正直、両手で掴めそうなくらいめちゃくちゃ細い腰だけど、エロい雰囲気があって僕は興奮した。
僕「ちょっと叩いても大丈夫?」
ケンゴ「全然OK!」
平手で叩いて、「ペチンッ」と言い音がした。
ケンゴ「全然大丈夫(笑)」
僕「じゃあ、本気で行っても良い?」
ケンゴ「本気で? うーん良いよ(笑)」
ケンゴはヘラヘラ笑いながらも、腹筋に力を入れた。
僕はグルグル腕を回して、というか、ちょっと気を回してグルグル腕を回しまくった。
グルグルグルグル……
ケンゴは、力を入れた腹筋のままの体勢を止めて、「おいおい、グルグル君早くしてよ〜……」
と言って来始めた、その時、僕はケンゴの腹を殴った。
ケンゴ「……早くしてよ〜……ぐぶッ!」
ケンゴがしゃべり、はじめた時に殴った僕の握りしめた手がケンゴの腹に埋まった。

力を入れた時の盛り上がった腹筋ではない、薄い腹のど真ん中に上手くドムッって感触で入った僕の拳。
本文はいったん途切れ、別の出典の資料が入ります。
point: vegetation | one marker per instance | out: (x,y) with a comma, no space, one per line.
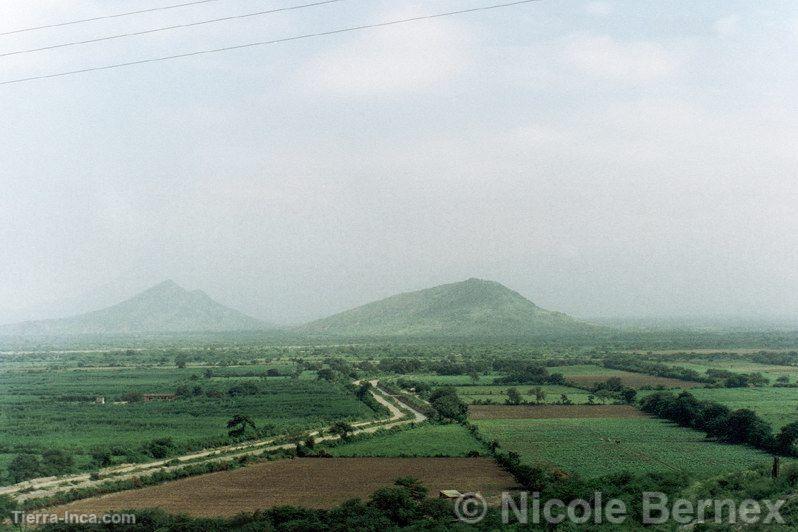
(424,440)
(51,424)
(597,447)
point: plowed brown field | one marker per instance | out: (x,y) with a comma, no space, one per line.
(309,482)
(551,411)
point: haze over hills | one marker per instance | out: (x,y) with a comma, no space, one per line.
(166,307)
(473,307)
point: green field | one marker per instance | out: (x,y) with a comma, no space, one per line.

スローモーションのように、ケンゴの顔がオゥッって感じに口がなって腹を両手でおさえた。膝から崩れ落ちてしまい、咳き込んでいる。
僕は心配になって、「大丈夫か?」
って、やった本人が何言ってんだって感じだけど言った。
ケンゴ「けほっ……めっちゃ効いたし……」
僕は、ケンゴの細い肩を持って、「いやー腹筋カチカチだから大丈夫だと思ったら効いちゃった(笑)ごめん」
ケンゴ「ごほっ……」
咳をしたケンゴがアスファルトの道路に仰向けになった。
ケンゴ「もーダメ!ムリ!イチロウにやられた。今日はおれんちまで送って行って!」
僕「えー!」
ケンゴ「ムリムリ。送ってくれよー。オレ負けたんだから動けない〜っ!」
なんか可愛い感じで言ってるし。
僕「わかったわかった。送っていけばいいんでしょ!」
ケンゴ「それで良いの」
と、ケンゴはゆるっと立ち上がって、僕に近寄ってきて、
ケンゴ「よっ!」
と、僕の後ろから負ぶさってきた!
僕「なんだよー」
ケンゴ「腹めっちゃ効いててあーるーけーなーいー!」
僕「家までおんぶー?」
ケンゴ「そのくらいしてくれていいんでしょ!」
おんぶしたケンゴが見た目の高身長と比べて、正直めっちゃ軽い。ケンゴはカバン背負ってるのに。
歩いても影響無いので、歩きながら会話。
僕「ケンゴ、身長何センチだっけ?」
ケンゴ「伸びてるかも知れないけど、185cmはあるかなー」
僕「じゃあ体重は?」
ケンゴ「……ないしょ」
僕「えー、ないしょはないっしょ(←スミマセン)教えないと下ろすよ」
ケンゴ「えー……」
僕「僕とケンゴだけしか知らないんだから」
ケンゴ「じゃあ言っちゃおうかなオレの秘密」
僕「そんな秘密なのかよ!(笑)」
ケンゴ「絶対ないしょだからな! 185cmで体重は……45キロ!」
僕「マジ? やっぱり。めっちゃ軽いもん」
ケンゴ「腹筋最強のオレ様でも、弱点はあるんだ」
僕「最強の腹筋、壊してしまったし」
ケンゴ「マジやられた〜」
そんな会話しながら、僕は、ケンゴをおんぶしながら手は彼の膝裏を支えている。